Bug 1325961 - Instance HA failing to evacuate Instance failure
Summary: Instance HA failing to evacuate Instance failure
Keywords:
Status: CLOSED NOTABUG
Alias: None
Product: Red Hat OpenStack
Classification: Red Hat
Component: rabbitmq-server
Version: 8.0 (Liberty)
Hardware: x86_64
OS: Linux
unspecified
urgent
Target Milestone: beta
: 8.0 (Liberty)
Assignee: Peter Lemenkov
QA Contact: Shai Revivo
URL:
Whiteboard:
Depends On:
Blocks: 1310828
TreeView+ depends on / blocked
 
Reported: 2016-04-11 13:46 UTC by John Williams
Modified: 2019-10-10 11:50 UTC (History)
18 users (show)

Fixed In Version:
Doc Type: Bug Fix
Doc Text:
Clone Of:
Environment:
Last Closed: 2016-04-18 14:45:48 UTC
Target Upstream Version:


Attachments (Terms of Use)

Description John Williams 2016-04-11 13:46:07 UTC
Description of problem:

With Instance HA configured, simulating a node failure on a node with instances running, the instances fail to evacuate.  I provided sosreports to Andrew Beekhof and Fabio Di Nitto and below are the comments: 


>>> Subject: RE: Need your insight to what might be wrong
>>>
>>> I just tried spinning up a new instance on the stamp (worked OK) and 
>>> noted where the instance was running.  I then logged on to the 
>>> compute node where the instance was running and simulated a crash on 
>>> the node with the “echo c
>>>> /proc/sysrq-trigger” command.   I observed the node panic and shutoff.
>>>
>>> No changes to the status were observed while watching the “watch 
>>> nova list --fields name,status,host” command on the director node 
>>> until after I powered the node back on.  Then, I observed the new 
>>> instance status was “SHUTOFF”.
>>>
>>> I generated sosreports on controller0 and nova0 where the instances 
>>> was and is still located.  (see attached files (I had to split the 
>>> controller file and second part will come in a followup email) ).
>>>
>>> I will verify the domain info.  Does the nova-evacuate resource 
>>> require the domain to be set, because the RHEL Use HA guide didn’t 
>>> have an option listed/
>>
>> Correct.

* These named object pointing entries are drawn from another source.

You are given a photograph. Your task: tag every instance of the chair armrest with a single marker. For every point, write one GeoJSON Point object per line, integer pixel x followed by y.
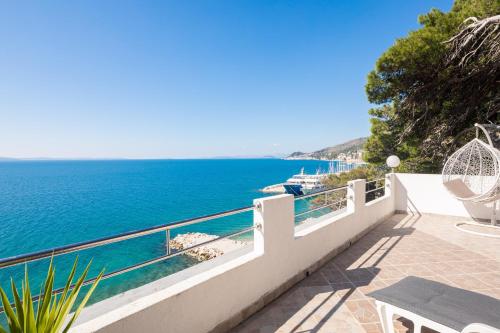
{"type": "Point", "coordinates": [479, 328]}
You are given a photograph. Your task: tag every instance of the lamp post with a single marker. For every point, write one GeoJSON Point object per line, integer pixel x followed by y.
{"type": "Point", "coordinates": [393, 162]}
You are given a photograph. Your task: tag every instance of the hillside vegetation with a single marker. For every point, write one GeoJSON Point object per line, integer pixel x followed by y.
{"type": "Point", "coordinates": [333, 151]}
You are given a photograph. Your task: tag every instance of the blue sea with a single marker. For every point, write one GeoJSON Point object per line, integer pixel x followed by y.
{"type": "Point", "coordinates": [46, 204]}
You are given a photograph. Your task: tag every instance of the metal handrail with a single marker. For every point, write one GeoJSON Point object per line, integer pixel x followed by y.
{"type": "Point", "coordinates": [321, 207]}
{"type": "Point", "coordinates": [375, 189]}
{"type": "Point", "coordinates": [148, 262]}
{"type": "Point", "coordinates": [24, 258]}
{"type": "Point", "coordinates": [320, 192]}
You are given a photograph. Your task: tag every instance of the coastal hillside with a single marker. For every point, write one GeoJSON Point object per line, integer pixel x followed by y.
{"type": "Point", "coordinates": [341, 151]}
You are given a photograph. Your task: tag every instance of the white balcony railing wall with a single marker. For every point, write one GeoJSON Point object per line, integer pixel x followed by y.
{"type": "Point", "coordinates": [218, 294]}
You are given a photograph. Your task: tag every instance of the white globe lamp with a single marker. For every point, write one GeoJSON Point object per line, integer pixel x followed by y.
{"type": "Point", "coordinates": [393, 162]}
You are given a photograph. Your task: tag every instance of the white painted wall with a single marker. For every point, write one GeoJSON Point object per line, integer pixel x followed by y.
{"type": "Point", "coordinates": [425, 193]}
{"type": "Point", "coordinates": [201, 301]}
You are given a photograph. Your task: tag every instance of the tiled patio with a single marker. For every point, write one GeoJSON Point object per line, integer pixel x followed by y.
{"type": "Point", "coordinates": [334, 299]}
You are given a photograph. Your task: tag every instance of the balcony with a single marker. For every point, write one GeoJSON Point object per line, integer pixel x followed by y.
{"type": "Point", "coordinates": [313, 276]}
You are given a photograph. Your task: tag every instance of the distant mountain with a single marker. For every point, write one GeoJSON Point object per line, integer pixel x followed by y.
{"type": "Point", "coordinates": [332, 152]}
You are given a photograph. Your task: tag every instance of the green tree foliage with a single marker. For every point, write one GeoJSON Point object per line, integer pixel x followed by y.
{"type": "Point", "coordinates": [426, 97]}
{"type": "Point", "coordinates": [49, 314]}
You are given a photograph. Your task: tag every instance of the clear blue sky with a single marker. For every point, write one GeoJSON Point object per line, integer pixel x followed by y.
{"type": "Point", "coordinates": [143, 79]}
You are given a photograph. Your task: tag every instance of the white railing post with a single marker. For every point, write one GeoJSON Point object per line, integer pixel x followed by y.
{"type": "Point", "coordinates": [356, 195]}
{"type": "Point", "coordinates": [274, 219]}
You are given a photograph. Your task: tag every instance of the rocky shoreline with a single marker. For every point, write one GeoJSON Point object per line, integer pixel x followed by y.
{"type": "Point", "coordinates": [205, 252]}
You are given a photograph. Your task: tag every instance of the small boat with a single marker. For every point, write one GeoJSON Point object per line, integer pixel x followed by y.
{"type": "Point", "coordinates": [302, 183]}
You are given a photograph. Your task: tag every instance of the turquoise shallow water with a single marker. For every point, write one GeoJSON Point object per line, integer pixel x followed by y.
{"type": "Point", "coordinates": [44, 204]}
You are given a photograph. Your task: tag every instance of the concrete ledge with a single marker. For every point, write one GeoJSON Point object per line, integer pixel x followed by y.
{"type": "Point", "coordinates": [266, 299]}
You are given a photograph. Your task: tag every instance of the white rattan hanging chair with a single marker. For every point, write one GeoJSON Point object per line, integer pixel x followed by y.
{"type": "Point", "coordinates": [472, 173]}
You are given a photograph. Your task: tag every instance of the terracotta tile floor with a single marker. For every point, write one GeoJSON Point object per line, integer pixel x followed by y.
{"type": "Point", "coordinates": [333, 299]}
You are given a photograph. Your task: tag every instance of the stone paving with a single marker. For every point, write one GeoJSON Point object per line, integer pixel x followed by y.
{"type": "Point", "coordinates": [333, 299]}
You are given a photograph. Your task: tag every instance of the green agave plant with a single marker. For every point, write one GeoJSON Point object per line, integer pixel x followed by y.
{"type": "Point", "coordinates": [51, 309]}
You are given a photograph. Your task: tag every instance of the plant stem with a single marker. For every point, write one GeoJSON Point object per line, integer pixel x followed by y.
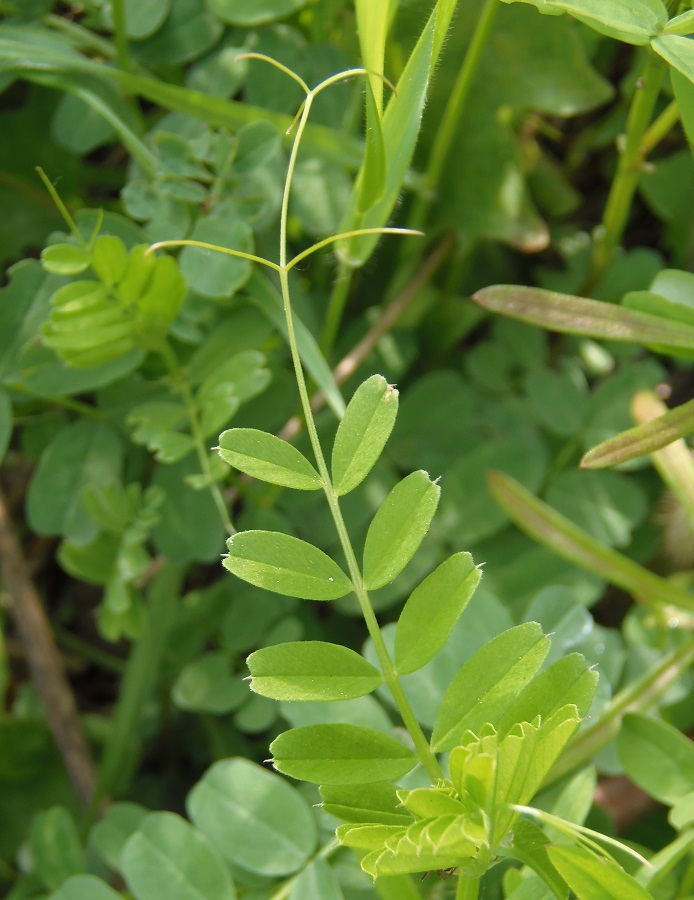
{"type": "Point", "coordinates": [336, 308]}
{"type": "Point", "coordinates": [445, 133]}
{"type": "Point", "coordinates": [120, 35]}
{"type": "Point", "coordinates": [633, 153]}
{"type": "Point", "coordinates": [427, 758]}
{"type": "Point", "coordinates": [138, 682]}
{"type": "Point", "coordinates": [468, 888]}
{"type": "Point", "coordinates": [181, 381]}
{"type": "Point", "coordinates": [637, 697]}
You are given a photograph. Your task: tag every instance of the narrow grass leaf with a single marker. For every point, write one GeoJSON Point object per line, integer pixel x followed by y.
{"type": "Point", "coordinates": [589, 875]}
{"type": "Point", "coordinates": [576, 315]}
{"type": "Point", "coordinates": [657, 757]}
{"type": "Point", "coordinates": [398, 528]}
{"type": "Point", "coordinates": [311, 670]}
{"type": "Point", "coordinates": [286, 565]}
{"type": "Point", "coordinates": [168, 858]}
{"type": "Point", "coordinates": [432, 610]}
{"type": "Point", "coordinates": [340, 754]}
{"type": "Point", "coordinates": [363, 432]}
{"type": "Point", "coordinates": [487, 685]}
{"type": "Point", "coordinates": [569, 541]}
{"type": "Point", "coordinates": [642, 439]}
{"type": "Point", "coordinates": [268, 458]}
{"type": "Point", "coordinates": [253, 817]}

Its only needed on the fence agent and 
>> nova-compute-checkevacuate resource.
>>
>> It looks like I'm missing the pacemaker.log files from the three 
>> compute nodes and I only have sos reports from one of the controllers.
>>
>> The logs I do have worry me a great deal though.
>>
>> On compute-0, time appears to be a relative concept:
>>
>> Apr  7 14:07:04 localhost ceilometer-polling: 2016-04-07 18:07:04.969
>> 102896 WARNING oslo_config.cfg
>> [req-c240d133-e6ec-4d83-b3bc-03d50d618309 admin - - - -] Option 
>> "alarm_history_time_to_live" from group "database" is deprecated for 
>> removal.  Its value may be silently ignored in the future.
>> Apr  7 14:36:59 localhost neutron-openvswitch-agent: 2016-04-07
>> 18:36:59.440 102658 ERROR oslo.messaging._drivers.impl_rabbit [-] 
>> AMQP server on 192.168.140.94:5672 is unreachable: Too many 
>> heartbeats missed. Trying again in 1 seconds.
>> Apr  7 14:37:03 localhost neutron-openvswitch-agent: 2016-04-07
>> 18:37:03.454 102658 ERROR oslo.messaging._drivers.impl_rabbit [-]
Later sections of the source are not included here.